Une petite remarque : étant donné l’âge que l’on peut attribuer au personnage principal, je pense qu’il a plutôt connu les collèges techniques (CET) que les lycées professionnels, et je l’ai trouvé bien jeune – frais émoulu d’un CAP – pour certaines de ses activités (aller au restau, faire l’amour régulièrement, …) surtout pour l’époque dans laquelle cette histoire semble prendre place. Bon, c’est vrai que j’ai toujours été un peu coincé ! Rires ! 🙂
Merci les amis d’avoir lu et commenté ce texte de façon aussi pertinente. Déterminisme social et rêve d’évasion…

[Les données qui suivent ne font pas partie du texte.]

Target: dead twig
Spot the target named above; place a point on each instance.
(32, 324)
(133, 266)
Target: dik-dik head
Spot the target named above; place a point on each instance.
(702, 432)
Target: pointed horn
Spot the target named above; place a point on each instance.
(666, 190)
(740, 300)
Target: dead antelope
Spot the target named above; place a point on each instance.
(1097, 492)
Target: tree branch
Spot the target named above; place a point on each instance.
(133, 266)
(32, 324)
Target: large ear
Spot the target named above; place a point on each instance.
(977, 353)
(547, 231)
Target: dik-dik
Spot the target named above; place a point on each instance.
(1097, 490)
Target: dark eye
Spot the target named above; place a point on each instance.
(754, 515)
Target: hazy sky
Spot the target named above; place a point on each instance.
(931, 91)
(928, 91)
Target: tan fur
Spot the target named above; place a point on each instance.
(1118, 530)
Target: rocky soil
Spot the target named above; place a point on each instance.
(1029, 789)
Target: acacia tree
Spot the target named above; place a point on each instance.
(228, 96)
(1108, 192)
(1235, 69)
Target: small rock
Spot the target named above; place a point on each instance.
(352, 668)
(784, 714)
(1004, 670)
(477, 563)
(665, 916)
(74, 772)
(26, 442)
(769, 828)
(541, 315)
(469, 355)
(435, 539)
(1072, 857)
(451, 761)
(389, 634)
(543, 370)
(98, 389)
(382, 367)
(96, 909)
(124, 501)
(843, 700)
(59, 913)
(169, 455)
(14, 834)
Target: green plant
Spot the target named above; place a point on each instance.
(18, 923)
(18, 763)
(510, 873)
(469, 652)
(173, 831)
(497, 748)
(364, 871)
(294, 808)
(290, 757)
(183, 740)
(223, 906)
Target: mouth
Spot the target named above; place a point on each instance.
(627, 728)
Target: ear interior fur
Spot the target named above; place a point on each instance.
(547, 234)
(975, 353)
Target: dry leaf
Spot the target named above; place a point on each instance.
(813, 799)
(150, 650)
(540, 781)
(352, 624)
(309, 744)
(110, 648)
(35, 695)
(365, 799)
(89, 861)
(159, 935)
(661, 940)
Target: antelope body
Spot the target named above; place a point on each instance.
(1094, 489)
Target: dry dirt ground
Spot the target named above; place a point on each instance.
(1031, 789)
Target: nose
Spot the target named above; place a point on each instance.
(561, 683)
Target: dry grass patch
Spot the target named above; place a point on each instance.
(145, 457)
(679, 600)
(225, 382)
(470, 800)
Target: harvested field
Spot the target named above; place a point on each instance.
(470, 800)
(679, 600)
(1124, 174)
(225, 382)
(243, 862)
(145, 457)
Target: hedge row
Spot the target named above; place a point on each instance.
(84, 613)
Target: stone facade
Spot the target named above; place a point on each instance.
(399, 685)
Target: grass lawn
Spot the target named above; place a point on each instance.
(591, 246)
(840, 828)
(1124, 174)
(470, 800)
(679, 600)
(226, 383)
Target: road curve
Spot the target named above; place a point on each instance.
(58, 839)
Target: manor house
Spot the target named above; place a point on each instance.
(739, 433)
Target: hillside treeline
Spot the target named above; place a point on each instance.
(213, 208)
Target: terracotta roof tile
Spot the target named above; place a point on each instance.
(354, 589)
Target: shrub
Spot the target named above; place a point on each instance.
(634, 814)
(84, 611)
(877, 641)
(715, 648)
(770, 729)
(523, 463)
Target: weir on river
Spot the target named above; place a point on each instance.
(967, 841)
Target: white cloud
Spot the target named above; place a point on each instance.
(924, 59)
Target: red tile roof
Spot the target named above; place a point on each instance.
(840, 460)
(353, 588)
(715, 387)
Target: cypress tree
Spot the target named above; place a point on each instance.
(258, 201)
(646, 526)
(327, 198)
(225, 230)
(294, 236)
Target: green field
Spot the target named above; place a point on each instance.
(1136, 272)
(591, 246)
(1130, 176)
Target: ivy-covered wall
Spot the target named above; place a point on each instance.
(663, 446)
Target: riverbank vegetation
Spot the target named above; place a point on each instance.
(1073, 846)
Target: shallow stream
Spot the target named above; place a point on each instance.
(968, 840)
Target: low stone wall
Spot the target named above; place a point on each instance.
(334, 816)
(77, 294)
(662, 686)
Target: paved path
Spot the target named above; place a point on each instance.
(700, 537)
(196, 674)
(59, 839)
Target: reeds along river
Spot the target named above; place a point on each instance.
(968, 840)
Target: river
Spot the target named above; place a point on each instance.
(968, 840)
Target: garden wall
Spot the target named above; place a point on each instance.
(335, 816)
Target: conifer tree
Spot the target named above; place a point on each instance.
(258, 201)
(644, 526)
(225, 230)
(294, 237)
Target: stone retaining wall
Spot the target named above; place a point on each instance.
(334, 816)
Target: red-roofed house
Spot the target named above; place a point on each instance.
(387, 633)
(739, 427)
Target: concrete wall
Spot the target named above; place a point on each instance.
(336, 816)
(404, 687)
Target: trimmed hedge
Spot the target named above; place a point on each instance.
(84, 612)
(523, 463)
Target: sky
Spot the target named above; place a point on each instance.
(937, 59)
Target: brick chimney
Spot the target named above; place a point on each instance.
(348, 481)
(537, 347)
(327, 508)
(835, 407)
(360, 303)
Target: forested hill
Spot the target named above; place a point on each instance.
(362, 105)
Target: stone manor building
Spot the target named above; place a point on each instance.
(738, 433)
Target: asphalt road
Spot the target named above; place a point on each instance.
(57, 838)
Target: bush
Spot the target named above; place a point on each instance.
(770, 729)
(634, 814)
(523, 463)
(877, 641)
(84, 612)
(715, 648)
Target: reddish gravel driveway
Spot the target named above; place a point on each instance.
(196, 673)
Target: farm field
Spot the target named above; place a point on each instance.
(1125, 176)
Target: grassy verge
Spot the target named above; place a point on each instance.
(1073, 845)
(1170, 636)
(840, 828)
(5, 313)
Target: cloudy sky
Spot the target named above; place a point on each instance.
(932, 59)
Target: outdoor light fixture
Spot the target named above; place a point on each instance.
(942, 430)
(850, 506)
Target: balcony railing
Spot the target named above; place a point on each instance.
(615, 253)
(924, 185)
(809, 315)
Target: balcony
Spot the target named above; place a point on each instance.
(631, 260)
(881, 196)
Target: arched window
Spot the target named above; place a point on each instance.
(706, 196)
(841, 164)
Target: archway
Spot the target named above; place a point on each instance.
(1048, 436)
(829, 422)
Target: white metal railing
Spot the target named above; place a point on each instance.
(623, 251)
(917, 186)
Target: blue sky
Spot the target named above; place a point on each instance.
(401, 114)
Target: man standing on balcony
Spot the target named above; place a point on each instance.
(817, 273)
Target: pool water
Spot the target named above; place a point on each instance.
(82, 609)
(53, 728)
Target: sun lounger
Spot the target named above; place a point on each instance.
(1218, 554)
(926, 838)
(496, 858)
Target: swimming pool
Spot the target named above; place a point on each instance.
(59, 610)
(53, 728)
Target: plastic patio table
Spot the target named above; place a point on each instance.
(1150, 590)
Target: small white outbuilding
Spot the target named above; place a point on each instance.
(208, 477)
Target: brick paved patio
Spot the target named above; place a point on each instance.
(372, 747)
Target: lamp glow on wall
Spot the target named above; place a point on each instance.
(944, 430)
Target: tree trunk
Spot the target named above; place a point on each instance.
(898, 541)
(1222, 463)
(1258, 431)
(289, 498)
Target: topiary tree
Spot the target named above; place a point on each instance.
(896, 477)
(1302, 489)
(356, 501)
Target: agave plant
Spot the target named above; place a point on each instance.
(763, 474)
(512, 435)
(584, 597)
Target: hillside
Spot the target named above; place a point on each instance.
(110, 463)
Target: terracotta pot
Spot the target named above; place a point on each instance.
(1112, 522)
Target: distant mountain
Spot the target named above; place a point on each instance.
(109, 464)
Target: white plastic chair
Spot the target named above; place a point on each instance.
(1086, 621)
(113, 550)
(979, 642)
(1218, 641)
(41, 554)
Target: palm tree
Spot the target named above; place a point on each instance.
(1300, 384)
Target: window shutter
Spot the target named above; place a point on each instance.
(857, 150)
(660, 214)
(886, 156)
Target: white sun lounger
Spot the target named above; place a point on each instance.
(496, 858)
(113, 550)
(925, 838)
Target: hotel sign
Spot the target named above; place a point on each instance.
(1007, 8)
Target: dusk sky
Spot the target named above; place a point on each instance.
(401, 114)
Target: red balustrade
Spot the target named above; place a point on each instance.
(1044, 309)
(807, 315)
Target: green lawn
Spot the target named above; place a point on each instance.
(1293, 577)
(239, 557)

Oui Hermano tu as parfaitement raison. Il y a un anachronisme, impardonnable pour moi au regard de mon expérience professionnelle, si la dernière scène se déroule à l’époque actuelle il faut remplacer le lycée professionnel par le CET, sinon il faut accepter que “papi Tom” est dans le futur. En fait j’avais imaginé la jeunesse de Tom comme contemporaine, ensuite m’est venue l’idée de terminer l’histoire dans sa vieillesse, mais ça ne colle pas et je ne m’en étais pas aperçu. J’ai encore à consolider mon apprentissage de la nouvelle, j’aurais été recalé au CAP de nouvelliste ! Merci pour cette juste remarque.